Article

The Fraternities: On Probation

March 1979
Article
The Fraternities: On Probation
March 1979

At their meeting on February 23-24, the Trustees decided not to decide about abolishing fraternities. Instead, they unanimously adopted a seven-part statement apparently designed to satisfy those on both sides of the issue, as well as to encourage the houses to shape up.

The document commends the faculty for its concern, which the Trustees profess to share, and for initiating a "productive debate." It also commends the Interfraternity Council for its "positive response" and calls upon fraternity and sorority members to continue the process of "constructive change." In addition, the statement asks both the Fraternity Board of Overseers and the Executive Committee of the Faculty to make independent 12-month studies and to report on the progress made by fraternities. The Overseers are supposed to "help reduce the dominance by fraternities of the social life of the College," and the Executive Committee is supposed to tell the Trustees if the changes "are sufficiently responsive to the concerns expressed by the faculty."

The final clause of the statement carries the Trustees' response a bit further than previous declarations in the long history of flare-ups over the fraternity system. It says that if the Trustees become "convinced that significant changes are not occurring, or that the rate of change is too slow, then the board will be prepared to vote on the abolition of the system of fraternities and sororities," which is what Professor James Epperson convinced the faculty to do last fall.

What happens next depends a great deal upon how fraternity and sorority members interpret the decision, on whether they see it as a reprieve or a reprimand, and on whether they live up to promises to behave in a more civilized fashion. It will be interesting to see if some of the sharper critics of the system would rather see the fraternities fold than improve.
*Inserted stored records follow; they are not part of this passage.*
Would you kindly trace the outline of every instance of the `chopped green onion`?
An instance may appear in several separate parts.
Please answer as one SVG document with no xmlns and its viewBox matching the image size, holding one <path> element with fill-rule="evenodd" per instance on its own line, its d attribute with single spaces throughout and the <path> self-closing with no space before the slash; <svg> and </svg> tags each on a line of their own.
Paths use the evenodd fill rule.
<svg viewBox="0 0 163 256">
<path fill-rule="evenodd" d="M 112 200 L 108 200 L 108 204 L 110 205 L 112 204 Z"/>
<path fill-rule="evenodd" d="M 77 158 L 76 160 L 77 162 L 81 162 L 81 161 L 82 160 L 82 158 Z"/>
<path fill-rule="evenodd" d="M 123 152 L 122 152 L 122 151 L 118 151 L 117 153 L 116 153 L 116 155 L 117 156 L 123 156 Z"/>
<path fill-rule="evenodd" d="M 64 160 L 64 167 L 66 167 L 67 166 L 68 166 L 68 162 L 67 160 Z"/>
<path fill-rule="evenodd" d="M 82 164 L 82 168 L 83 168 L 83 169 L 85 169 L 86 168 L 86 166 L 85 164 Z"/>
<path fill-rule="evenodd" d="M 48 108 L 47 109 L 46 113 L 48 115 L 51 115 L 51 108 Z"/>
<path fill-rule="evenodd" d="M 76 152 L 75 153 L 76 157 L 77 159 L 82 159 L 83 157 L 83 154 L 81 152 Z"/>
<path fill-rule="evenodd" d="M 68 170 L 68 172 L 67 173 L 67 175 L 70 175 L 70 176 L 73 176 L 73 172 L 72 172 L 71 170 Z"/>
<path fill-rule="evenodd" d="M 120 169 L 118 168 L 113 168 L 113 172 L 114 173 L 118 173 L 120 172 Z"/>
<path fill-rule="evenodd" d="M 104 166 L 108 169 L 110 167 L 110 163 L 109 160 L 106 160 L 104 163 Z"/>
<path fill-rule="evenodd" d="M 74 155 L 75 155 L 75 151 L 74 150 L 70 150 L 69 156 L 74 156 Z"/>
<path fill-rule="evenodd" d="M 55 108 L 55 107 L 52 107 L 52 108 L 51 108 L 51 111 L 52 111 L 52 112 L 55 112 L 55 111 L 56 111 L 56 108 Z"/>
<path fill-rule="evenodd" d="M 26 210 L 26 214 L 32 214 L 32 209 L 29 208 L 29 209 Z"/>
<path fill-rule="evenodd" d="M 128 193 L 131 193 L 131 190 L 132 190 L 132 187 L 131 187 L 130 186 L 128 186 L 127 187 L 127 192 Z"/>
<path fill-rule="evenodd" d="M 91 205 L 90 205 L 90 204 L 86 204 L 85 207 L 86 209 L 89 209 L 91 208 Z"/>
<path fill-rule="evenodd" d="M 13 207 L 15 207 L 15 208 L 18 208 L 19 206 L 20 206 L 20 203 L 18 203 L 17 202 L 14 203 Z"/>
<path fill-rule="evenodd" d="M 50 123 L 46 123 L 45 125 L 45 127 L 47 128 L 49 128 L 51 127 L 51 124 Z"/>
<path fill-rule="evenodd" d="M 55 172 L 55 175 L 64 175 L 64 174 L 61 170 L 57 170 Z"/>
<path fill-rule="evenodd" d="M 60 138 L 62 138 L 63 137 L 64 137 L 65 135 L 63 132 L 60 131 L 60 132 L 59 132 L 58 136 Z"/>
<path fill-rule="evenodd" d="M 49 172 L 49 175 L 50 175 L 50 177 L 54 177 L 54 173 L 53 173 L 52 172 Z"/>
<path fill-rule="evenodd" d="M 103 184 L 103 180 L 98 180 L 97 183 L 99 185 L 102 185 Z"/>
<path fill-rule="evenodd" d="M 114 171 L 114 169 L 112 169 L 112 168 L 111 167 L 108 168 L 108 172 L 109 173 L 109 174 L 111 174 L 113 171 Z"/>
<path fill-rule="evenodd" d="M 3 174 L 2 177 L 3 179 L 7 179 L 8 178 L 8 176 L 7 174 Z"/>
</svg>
Throughout the course of the fraternity debate, some people have suggested that the charges of obnoxious behavior, intoxication, racism, sexism, anti-antiintellectualism — to name some of the more outstanding offenses — apply to Dartmouth students in general as much as to fraternity members. In another vote, described by President Kemeny as separate from but related to the fraternity issue, the Trustees affirmed the essential importance of a "civilizing quality of student life that is mutually supportive, enhancing and fulfilling for all." To promote the fullest achievement of that "civilizing quality," the Trustees replaced the Committee on Student Residence with a committee to study the quality of student life, "including social and residential alternatives, more creative use of dormitories and other buildings, and the development of plans for the utilization of facilities currently occupied by fraternities at such a time as they may become available."

President Kemeny explained that the statement about the availability of fraternity facilities refers only to the houses that might go out of business and does not anticipate abolition of the entire system. He also said it is his personal hope that the Trustees will not feel compelled to vote on abolition.

It seems likely that the professors who voted to abolish fraternities anticipated the more moderate approach taken by the Trustees. At a meeting of the faculty just two days after the Trustees met, when President Kemeny announced the decision to put the system on probation, no one even discussed it.